= 'Abd al-Razzaq al-Hasani =

Iraqi historian and politician

'Abd al-Razzaq al-Hasani (عبد الرزاق الحسني) (1903–1997) was an Iraqi historian and politician. He was a prominent proponent of Iraqi nationalism in particular for matters involving Iraqis, and Arab nationalism in general.

==Biography==
Al-Hasani in a 1924 article titled "Shi'i Majority in Iraq" warned of the dangers of discrimination by the Sunni-dominated government against the Shi'a majority of Iraq's citizens as having the potential to harm attempts to forge national unity in Iraq. He was a strong opponent of the British Mandate of Mesopotamia and British influence in Iraq, claiming the British believed that power in the mandate belonged to them alone and not to Iraqis at all.

Al-Hasani is noted for having written a book titled The Political History of Iraq (in the Arabic language), in which he considered the Hamrin Mountain Range as a natural border of Kurdistan.

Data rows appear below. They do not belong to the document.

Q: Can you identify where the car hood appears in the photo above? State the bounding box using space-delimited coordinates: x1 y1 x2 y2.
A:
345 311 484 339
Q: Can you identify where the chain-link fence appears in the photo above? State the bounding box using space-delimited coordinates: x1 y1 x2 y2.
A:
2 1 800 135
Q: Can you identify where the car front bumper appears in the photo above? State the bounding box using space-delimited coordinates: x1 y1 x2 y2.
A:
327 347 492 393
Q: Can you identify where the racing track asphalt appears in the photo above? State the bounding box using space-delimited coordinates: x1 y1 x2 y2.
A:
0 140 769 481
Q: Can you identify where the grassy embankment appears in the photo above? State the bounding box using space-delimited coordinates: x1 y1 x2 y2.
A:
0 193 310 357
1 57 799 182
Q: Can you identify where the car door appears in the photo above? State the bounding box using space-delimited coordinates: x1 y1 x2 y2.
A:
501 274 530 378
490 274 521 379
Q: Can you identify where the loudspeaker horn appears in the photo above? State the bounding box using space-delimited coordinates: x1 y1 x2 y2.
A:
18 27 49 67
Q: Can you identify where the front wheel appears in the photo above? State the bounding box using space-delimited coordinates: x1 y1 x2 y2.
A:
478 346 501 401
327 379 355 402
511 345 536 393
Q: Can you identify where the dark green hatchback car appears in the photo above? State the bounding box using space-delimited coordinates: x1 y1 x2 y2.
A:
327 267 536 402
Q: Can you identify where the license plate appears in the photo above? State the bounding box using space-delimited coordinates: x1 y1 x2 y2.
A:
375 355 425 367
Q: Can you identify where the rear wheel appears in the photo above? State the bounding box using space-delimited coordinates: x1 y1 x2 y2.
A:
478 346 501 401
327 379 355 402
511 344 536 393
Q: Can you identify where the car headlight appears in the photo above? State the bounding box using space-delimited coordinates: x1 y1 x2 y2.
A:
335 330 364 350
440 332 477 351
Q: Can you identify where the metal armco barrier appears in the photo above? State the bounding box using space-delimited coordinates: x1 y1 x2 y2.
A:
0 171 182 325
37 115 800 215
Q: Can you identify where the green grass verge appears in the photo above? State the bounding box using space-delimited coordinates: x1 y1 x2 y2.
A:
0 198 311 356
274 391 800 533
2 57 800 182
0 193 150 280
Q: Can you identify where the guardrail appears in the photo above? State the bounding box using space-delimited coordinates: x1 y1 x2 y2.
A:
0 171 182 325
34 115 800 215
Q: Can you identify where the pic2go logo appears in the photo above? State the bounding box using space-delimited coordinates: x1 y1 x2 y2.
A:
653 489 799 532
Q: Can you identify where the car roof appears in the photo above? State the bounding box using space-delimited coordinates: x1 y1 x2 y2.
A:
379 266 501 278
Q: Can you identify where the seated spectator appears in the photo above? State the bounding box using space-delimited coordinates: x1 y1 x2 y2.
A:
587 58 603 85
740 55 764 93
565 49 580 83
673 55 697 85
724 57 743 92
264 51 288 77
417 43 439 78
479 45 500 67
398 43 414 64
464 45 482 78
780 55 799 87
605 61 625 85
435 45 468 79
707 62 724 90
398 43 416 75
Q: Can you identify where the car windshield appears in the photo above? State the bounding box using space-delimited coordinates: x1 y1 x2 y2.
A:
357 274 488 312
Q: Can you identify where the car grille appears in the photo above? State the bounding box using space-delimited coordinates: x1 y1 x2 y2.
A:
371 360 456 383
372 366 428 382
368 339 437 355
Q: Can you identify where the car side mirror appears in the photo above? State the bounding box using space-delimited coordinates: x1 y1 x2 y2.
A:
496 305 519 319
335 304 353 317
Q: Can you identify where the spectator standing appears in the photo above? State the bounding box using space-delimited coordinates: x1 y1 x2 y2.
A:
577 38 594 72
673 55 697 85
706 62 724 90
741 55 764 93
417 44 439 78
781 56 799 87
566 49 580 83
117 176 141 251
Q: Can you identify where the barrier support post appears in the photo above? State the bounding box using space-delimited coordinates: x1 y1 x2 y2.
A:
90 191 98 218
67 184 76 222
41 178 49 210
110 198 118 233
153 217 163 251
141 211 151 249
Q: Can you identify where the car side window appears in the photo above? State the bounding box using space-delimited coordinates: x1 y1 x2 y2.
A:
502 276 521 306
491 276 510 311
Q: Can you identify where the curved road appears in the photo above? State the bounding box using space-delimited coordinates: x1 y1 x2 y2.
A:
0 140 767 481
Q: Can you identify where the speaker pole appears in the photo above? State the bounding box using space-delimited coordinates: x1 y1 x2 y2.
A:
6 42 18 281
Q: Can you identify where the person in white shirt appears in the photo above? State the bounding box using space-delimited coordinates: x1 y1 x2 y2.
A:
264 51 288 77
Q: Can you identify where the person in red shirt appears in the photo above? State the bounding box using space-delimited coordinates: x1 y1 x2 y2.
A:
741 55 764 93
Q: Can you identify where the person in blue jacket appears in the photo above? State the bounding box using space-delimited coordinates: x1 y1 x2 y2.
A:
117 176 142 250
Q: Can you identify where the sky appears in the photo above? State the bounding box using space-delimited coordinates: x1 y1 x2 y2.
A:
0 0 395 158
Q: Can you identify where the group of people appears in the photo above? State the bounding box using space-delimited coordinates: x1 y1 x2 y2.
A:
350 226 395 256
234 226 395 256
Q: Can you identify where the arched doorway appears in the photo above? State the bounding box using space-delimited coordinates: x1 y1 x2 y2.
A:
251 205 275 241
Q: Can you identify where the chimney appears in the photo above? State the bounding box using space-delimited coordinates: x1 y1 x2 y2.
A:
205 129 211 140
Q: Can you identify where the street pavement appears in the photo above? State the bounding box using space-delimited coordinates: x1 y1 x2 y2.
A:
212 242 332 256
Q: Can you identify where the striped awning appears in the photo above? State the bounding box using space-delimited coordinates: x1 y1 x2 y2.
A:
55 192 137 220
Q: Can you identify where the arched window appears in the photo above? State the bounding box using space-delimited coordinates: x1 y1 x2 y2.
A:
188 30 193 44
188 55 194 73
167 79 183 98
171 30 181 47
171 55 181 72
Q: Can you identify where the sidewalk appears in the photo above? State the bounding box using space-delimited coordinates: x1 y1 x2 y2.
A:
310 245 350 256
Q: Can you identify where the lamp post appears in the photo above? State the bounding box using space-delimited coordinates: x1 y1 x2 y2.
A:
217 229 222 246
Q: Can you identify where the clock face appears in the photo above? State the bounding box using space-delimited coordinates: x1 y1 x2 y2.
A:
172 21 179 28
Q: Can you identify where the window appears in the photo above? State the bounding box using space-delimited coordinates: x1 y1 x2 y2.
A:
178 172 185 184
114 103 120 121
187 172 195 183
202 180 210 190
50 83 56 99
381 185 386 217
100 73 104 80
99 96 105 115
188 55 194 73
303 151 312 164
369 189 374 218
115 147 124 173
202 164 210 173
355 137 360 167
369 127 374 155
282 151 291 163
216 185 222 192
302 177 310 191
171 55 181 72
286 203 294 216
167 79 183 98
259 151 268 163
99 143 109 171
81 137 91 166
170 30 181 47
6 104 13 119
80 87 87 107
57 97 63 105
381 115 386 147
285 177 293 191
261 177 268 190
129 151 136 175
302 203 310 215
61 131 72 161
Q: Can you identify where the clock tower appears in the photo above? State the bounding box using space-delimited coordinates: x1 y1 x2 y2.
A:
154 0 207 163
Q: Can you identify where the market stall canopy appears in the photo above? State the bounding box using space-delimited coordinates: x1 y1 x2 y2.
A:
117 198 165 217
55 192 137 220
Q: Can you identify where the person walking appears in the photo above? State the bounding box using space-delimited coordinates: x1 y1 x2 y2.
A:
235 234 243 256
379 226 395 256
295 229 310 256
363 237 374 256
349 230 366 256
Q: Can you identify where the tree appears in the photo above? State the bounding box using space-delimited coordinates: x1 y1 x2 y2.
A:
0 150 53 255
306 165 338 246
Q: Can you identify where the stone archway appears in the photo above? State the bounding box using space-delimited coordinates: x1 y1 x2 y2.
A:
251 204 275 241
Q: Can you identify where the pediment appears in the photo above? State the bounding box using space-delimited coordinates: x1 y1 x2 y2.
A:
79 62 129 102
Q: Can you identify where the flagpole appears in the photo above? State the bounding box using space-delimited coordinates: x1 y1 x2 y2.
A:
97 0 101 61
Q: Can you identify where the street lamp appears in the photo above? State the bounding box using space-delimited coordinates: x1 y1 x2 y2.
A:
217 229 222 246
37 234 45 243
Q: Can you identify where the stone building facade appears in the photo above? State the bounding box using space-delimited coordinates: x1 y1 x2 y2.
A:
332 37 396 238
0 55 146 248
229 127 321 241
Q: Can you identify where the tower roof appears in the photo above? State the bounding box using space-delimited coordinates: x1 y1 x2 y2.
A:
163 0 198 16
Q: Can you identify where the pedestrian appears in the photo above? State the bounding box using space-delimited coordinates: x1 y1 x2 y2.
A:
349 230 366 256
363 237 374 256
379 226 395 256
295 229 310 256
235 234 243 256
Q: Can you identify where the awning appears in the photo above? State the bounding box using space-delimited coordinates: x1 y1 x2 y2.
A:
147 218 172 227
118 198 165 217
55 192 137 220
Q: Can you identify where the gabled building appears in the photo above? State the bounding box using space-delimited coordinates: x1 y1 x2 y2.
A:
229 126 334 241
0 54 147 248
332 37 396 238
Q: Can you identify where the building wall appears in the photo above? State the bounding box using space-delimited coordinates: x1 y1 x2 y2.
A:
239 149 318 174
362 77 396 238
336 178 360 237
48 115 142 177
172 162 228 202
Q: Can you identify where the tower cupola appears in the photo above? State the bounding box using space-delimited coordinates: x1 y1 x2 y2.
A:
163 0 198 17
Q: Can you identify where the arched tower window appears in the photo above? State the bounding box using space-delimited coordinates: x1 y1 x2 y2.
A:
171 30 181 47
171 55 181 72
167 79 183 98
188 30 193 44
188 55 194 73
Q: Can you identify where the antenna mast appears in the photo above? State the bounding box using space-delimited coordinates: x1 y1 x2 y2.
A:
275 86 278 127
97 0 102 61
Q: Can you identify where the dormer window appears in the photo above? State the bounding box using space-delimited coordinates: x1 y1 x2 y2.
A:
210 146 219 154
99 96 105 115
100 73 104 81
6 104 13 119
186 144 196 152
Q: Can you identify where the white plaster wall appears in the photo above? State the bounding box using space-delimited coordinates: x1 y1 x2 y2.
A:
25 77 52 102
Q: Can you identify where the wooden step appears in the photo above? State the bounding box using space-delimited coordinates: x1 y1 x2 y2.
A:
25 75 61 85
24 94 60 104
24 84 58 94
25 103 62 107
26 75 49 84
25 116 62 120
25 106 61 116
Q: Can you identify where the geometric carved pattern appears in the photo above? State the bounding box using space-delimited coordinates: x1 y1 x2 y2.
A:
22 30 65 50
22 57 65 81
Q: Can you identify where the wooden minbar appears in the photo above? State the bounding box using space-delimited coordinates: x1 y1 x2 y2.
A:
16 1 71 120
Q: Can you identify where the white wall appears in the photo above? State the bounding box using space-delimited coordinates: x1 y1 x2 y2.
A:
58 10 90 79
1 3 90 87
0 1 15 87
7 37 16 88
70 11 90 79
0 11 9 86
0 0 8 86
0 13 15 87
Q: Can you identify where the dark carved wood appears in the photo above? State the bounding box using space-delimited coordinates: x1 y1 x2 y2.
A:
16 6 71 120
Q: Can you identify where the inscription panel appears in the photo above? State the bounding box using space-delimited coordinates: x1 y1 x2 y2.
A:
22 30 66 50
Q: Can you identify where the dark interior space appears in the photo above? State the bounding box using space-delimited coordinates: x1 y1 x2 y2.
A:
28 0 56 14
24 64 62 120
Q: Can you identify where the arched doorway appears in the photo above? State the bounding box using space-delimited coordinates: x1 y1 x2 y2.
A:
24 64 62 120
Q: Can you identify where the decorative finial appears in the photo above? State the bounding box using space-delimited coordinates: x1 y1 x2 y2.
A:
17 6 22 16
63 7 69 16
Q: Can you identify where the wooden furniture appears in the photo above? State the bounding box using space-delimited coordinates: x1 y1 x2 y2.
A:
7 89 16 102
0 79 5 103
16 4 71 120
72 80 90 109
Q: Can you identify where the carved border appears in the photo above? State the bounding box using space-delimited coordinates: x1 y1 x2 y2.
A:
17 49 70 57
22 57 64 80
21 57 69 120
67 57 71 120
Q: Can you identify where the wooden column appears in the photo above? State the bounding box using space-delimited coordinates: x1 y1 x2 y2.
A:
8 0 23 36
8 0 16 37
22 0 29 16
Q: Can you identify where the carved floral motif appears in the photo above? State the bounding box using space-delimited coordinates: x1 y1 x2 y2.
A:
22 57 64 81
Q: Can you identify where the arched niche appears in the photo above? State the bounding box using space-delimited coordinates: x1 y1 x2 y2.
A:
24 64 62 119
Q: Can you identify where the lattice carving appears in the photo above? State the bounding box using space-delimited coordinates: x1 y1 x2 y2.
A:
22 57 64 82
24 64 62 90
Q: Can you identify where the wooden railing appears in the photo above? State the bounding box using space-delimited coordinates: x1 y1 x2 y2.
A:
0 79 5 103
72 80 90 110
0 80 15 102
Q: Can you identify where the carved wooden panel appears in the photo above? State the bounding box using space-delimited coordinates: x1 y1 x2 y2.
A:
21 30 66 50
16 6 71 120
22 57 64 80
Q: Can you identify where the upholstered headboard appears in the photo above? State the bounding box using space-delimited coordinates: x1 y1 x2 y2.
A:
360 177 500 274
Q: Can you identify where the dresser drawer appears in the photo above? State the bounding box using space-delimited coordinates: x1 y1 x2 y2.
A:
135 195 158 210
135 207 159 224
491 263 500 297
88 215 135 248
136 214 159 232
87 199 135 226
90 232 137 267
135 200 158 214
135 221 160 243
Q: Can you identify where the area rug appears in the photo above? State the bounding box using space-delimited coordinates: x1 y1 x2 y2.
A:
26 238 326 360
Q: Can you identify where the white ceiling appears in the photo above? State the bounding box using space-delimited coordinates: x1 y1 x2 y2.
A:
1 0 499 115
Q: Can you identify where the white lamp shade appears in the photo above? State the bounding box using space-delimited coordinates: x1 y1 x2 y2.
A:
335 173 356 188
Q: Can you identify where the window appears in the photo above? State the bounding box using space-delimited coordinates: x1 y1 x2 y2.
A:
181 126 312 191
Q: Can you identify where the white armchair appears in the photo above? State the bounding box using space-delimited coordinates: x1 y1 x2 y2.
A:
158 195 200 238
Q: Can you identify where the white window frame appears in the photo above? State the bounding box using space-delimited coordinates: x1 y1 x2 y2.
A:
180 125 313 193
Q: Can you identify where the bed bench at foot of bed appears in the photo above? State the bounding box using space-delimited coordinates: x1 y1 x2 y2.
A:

His approach towards this sensitive issue concerning the border created controversy about the ethnicity of Kirkuk city. Kirkuk is a multiethnic city in Iraq. The ethnic identity of the city has been disputed among Kurds, Turkmen, Arabs, and Assyrians. This controversial approach was also supported in the past by many foreign researchers, including Cecil J. Edmonds in his book, "Kurds, Turks and Arabs. Politics, Travel and Research in North-eastern Iraq, 1919-1925", published by London: Oxford Press, 1957.

Al-Hassani has other famous books as "Tarikh al-Ahwarat al-Iraqi" ("History of Iraqi Marshes") and "Ancient and Modern Iraq" published by Al-Irfan press, Saida, Lebanon, 1956.